Aller au contenu principal

Altman, le flambeur

Numéros de page :
pp.90-112
2025 marquait le centenaire de la naissance de Robert Altman, disparu en 2006, il y a vingt ans. En prélude à la rétrospective que lui consacrera la Cinémathèque française au printemps (22 avril – 25 mai 2026), Positif propose un dossier sur ce cinéaste que la revue a souvent défendu, à une époque où il était, surtout en France, victime d’un rejet presque général. Venu de la publicité et de la télévision, Altman est particulièrement représentatif de cette génération du Nouvel Hollywood qui fit souffler un vent nouveau sur le cinéma et ses structures de production dans les années 1970. Pourtant, sa liberté de sujets, de ton, de style fut telle qu’il ne trouva, aux États-Unis comme en Europe, que peu de soutien auprès des habituels amateurs du cinéma d’auteur. Trop caustique, trop provocateur, trop vulgaire. Il fallut attendre un rebond de sa carrière, dans les années 1990, avec The Player et Short Cuts, pour le voir reconnu à sa juste place. Qui est celle d’un extraordinaire créateur de formes cinématographiques : multitude de pistes sonores, entrelacs de micro-récits, décentrement de l’action dans le cadre servant la complexité d’une représentation sociale aussi acide que drôle, où le désespoir se déguise souvent en burlesque. Outre deux entretiens inédits en français, avec Altman lui-même et avec sa scénariste Barbara Turner, qui donnent l’un et l’autre une idée de ce que pouvait être la préparation d’un film du cinéaste, les textes réunis insistent sur la place centrale qu’occupe la trame sociale dans ce cinéma : l’espace public traversé par les médias sonores, les intrigues politiques, les interactions d’une quantité de personnages forment une image de la société américaine qui n’a pas d’équivalent au cinéma.
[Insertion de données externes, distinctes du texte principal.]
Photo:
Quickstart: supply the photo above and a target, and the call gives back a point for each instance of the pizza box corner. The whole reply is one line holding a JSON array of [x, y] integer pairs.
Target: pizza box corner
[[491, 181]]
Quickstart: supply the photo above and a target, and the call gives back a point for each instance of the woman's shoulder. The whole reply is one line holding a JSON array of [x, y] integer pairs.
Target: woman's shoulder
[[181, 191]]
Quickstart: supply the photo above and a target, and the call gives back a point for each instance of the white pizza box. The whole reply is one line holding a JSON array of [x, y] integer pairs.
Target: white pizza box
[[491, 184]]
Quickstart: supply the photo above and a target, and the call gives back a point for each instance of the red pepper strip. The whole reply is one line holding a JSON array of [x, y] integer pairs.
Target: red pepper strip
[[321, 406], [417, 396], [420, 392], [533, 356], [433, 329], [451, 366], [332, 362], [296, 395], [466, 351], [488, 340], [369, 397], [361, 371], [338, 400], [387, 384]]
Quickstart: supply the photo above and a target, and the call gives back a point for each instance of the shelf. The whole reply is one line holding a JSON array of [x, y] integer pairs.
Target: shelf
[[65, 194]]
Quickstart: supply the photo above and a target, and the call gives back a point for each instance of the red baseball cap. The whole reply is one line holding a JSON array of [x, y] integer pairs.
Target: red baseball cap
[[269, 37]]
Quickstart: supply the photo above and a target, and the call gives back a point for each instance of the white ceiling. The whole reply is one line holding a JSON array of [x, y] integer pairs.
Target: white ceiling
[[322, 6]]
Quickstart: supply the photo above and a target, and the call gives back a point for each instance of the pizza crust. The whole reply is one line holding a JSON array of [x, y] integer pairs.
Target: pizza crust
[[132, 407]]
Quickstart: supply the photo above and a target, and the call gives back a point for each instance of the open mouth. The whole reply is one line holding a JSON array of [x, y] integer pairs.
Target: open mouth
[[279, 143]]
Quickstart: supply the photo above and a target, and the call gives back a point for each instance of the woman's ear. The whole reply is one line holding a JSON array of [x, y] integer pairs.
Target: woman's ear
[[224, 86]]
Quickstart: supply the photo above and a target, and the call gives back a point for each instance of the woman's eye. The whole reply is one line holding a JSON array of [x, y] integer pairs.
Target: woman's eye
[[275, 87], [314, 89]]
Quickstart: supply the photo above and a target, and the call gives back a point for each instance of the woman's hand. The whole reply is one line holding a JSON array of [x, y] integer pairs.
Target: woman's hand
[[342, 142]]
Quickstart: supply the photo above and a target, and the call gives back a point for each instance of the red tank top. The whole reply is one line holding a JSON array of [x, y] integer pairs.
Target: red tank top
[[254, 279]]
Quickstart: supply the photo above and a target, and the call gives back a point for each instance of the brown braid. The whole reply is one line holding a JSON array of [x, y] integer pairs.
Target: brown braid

Une société de surveillance et de contrôle dont le ressort principal est le spectacle : chacun, parce qu’il veut être vu, accepte d’être regardé… Les quelques incursions du réalisateur en Europe (Prêt-à-porter et Gosford Park) montrent s’il en était besoin que le tableau de l’Amérique qu’il brosse film après film aurait pu être le nôtre, et attend son auteur.